Karı koca, dul çevirmenle ilgili tuhaf, gizemli şeyler anlatma konusunda birbirleriyle yarışıyordu adeta. Figen Hanım da onlara malzeme vermiyor değildi. Dolap içlerini sildirmek için çağırdığı bir gün, Nurten’e “Hiç tekin değil bu saklama kapları, bu dolaplar, kutular, sandıklar Nurtenciğim. Hepsi birer küçük mezar. Ölü taklidi yapan meselelerim yatıyor içinde,” demişti. Başka bir gün de yatak odasındaki hurçları indirip kaldırtırken, “Senelerdir giyilmemiş ceketlerin ceplerine çok dikkatle yaklaşmak lazım. Gömdüğümüz yeri unutmak için günlerce uğraştığımız bir ceset takılıverir parmaklarımıza. Bir konser bileti, artık kimsenin hatırlamadığı bir lokantanın peçetesi…” diye fısıldamıştı. Nurten’le değil, kendi kendine konuşuyor gibiydi. O gün Nurten evde bütün akşam hırka üstüne hırka giymiş, ürpermesini geçirememişti. “Kadının iki lafından biri ölüm, diğeri ceset,” demişti gözlerini aça aça kocasına.

Ilık bir pazar sabahı Kudret, apartmanın ağır demir kapısının önüne attığı iskemlede uyukluyordu. Binanın girişindeki çiçekler kurumuş, en üst kattaki emekli resim öğretmeninin beslediği sokak kedileri yüzünden etrafı berbat bir sidik kokusu sarmıştı. Ama Kudret, burnu alınmışcasına rahattı. Oturduğu yerde bir yandan sandaletlerinin içindeki çoraplı ayaklarını güneşte ısıtıyor, bir yandan da yeni açılan marketin indirim broşürünü inceliyordu.
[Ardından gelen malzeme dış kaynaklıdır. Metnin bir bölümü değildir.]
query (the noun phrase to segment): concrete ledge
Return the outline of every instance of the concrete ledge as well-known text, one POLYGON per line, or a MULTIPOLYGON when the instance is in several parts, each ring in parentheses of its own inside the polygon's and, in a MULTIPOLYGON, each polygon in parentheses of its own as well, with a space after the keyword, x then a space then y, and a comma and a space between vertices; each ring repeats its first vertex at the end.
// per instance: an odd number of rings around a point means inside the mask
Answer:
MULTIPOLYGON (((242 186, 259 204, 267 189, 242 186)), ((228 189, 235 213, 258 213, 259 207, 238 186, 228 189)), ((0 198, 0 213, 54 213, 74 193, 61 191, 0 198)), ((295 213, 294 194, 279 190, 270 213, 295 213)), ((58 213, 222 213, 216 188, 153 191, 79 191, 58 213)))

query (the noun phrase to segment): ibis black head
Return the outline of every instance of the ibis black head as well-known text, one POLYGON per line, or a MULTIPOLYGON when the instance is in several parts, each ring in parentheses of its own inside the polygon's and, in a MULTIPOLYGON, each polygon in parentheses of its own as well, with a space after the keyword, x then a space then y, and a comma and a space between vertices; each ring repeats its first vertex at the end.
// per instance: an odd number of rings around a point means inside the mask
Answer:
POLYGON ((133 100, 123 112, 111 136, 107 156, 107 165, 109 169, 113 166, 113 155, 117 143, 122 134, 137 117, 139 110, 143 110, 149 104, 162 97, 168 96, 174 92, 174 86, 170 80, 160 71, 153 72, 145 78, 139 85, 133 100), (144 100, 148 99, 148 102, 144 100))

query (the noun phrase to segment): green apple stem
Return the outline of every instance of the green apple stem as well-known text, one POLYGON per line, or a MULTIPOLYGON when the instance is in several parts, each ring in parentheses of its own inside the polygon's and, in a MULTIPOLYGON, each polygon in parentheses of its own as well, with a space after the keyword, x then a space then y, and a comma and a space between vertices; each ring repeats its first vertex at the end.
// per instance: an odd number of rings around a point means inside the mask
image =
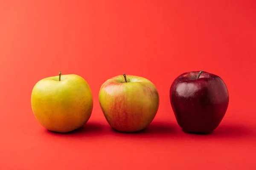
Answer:
POLYGON ((124 76, 124 77, 125 77, 125 82, 127 82, 127 80, 126 79, 126 75, 125 74, 123 74, 123 76, 124 76))
POLYGON ((61 71, 59 72, 59 81, 61 81, 61 71))
POLYGON ((196 79, 198 79, 199 78, 199 77, 200 76, 200 75, 201 75, 201 74, 202 74, 202 73, 203 73, 204 72, 204 71, 203 70, 201 70, 200 71, 200 72, 199 72, 199 74, 198 74, 198 76, 197 78, 196 78, 196 79))

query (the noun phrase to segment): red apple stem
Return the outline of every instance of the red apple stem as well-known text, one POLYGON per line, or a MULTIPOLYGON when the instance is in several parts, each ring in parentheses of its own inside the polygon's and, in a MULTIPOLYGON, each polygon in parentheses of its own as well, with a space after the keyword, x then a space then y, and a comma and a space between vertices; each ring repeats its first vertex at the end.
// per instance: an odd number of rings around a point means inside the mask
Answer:
POLYGON ((125 82, 127 82, 127 80, 126 79, 126 75, 125 74, 123 74, 123 76, 124 76, 124 77, 125 77, 125 82))
POLYGON ((199 78, 199 77, 200 76, 200 75, 201 75, 201 74, 202 74, 202 73, 203 73, 204 72, 204 71, 203 70, 201 70, 200 71, 200 72, 199 72, 199 74, 198 74, 198 77, 197 77, 196 79, 198 79, 199 78))
POLYGON ((61 71, 59 72, 59 81, 61 81, 61 71))

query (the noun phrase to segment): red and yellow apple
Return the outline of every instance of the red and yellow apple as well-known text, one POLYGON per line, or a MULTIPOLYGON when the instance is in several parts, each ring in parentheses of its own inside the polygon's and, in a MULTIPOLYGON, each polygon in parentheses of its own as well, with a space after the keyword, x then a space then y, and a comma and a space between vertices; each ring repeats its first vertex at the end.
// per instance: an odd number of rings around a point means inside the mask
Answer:
POLYGON ((159 106, 157 88, 150 81, 133 75, 119 75, 101 86, 99 101, 110 125, 120 132, 140 131, 154 118, 159 106))
POLYGON ((92 93, 87 82, 76 74, 43 79, 34 87, 31 106, 39 123, 52 131, 66 133, 83 126, 90 117, 92 93))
Telefonuna Figen Hanım’dan gelen mesajla irkildi. Koşarak kadının yanına çıktı. Figen Hanım’ı, güneş gözlüğünü takmış, eline yelpazesini çoktan almış bir vaziyette, orta boy bir bavulla daire kapısının önünde beklerken buldu.
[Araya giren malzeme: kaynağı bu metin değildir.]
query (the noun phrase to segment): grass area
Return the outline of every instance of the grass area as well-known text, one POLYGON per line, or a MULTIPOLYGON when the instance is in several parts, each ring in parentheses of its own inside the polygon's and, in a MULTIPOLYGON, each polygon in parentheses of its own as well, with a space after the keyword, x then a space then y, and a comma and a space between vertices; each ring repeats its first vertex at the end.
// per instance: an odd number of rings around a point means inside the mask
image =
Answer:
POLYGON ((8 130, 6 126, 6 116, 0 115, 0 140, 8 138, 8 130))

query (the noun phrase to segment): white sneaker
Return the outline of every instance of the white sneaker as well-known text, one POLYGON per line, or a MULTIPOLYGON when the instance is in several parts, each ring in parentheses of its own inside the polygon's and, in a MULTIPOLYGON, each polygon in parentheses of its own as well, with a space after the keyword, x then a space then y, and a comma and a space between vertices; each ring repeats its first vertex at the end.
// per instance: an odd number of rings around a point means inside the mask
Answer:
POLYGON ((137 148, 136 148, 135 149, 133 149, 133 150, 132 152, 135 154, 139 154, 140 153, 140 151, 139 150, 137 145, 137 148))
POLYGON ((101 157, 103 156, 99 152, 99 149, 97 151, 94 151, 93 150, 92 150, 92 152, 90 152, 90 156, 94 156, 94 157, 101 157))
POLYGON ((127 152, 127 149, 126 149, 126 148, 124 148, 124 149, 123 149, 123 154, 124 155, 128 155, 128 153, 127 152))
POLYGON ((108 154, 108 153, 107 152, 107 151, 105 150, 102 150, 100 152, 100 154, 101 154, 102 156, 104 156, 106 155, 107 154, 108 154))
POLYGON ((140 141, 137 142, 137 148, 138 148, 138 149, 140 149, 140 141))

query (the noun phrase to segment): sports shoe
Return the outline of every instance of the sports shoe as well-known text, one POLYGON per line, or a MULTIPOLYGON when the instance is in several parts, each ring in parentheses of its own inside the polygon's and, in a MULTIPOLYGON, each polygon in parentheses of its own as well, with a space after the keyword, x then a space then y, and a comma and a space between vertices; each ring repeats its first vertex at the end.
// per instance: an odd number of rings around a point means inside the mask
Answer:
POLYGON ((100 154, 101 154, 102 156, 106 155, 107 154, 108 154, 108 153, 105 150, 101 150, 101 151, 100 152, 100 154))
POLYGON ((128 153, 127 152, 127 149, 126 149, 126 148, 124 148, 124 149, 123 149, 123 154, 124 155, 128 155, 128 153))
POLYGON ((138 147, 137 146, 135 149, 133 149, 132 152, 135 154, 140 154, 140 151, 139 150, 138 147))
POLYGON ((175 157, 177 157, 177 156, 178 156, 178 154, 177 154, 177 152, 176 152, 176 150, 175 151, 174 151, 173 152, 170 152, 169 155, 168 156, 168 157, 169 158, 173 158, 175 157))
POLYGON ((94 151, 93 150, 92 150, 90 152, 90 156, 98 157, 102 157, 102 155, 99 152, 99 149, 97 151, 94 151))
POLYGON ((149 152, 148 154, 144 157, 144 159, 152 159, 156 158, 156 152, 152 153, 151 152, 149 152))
“Kudret Efendi, ben yeğenim Nazlı’nın yanına, Şile’ye gidiyorum. Kocası iş için yurtdışına gitmiş de Nazlı da ‘Hala, gel bir hafta bende kal,’ dedi.”

“İyi yapıyorsun Figen Hanım. Kocasının da içi rahat eder; hanımı yalnız kalmıyor, yanında halası var diye.”
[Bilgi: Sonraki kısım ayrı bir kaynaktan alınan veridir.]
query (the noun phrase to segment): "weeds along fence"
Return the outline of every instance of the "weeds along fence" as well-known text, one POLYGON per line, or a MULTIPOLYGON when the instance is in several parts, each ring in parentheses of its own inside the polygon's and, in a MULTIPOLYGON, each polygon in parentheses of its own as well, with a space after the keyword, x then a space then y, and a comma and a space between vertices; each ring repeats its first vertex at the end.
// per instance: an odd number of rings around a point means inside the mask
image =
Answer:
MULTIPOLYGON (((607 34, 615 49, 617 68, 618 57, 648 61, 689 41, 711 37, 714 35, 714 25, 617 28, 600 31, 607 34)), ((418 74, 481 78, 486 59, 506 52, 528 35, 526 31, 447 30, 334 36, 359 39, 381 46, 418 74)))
“İlahi Kudret Efendi. Biz on beş senedir yalnızız, merak edenimiz de yok. Biz ne yapalım, ölelim mi?”

“Ağzından yel alsın, Allah seni başımızdan eksik etmesin Figen Hanım. Sen bana bakma, cahil cahil konuşuyorum işte.”

Göründüğü kadar ağır olmayan bavulu aşağı indirdi Kudret. Birkaç dakika sonra da Figen Hanım sokak kapısındaydı.

“Buralar yine leş gibi kokuyor,” dedi yüzünü buruşturarak. Çağırdığı taksi çoktan gelmiş bekliyordu. Figen Hanım bir ayağı aracın içinde, diğeri dışarıdayken panikle bağırdı.

“Aaa! Unuttum! Unuttum! En önemli şeyi unuttum. Kudret oğlum al şu anahtarı, çantasını da masanın üzerine koymuştum.”

“Neyi Figen Hanım?”

“Daktiloyu unuttum. Çantasına koyup indirir misin sana zahmet?”

“Tabii, tabii. Hemen!”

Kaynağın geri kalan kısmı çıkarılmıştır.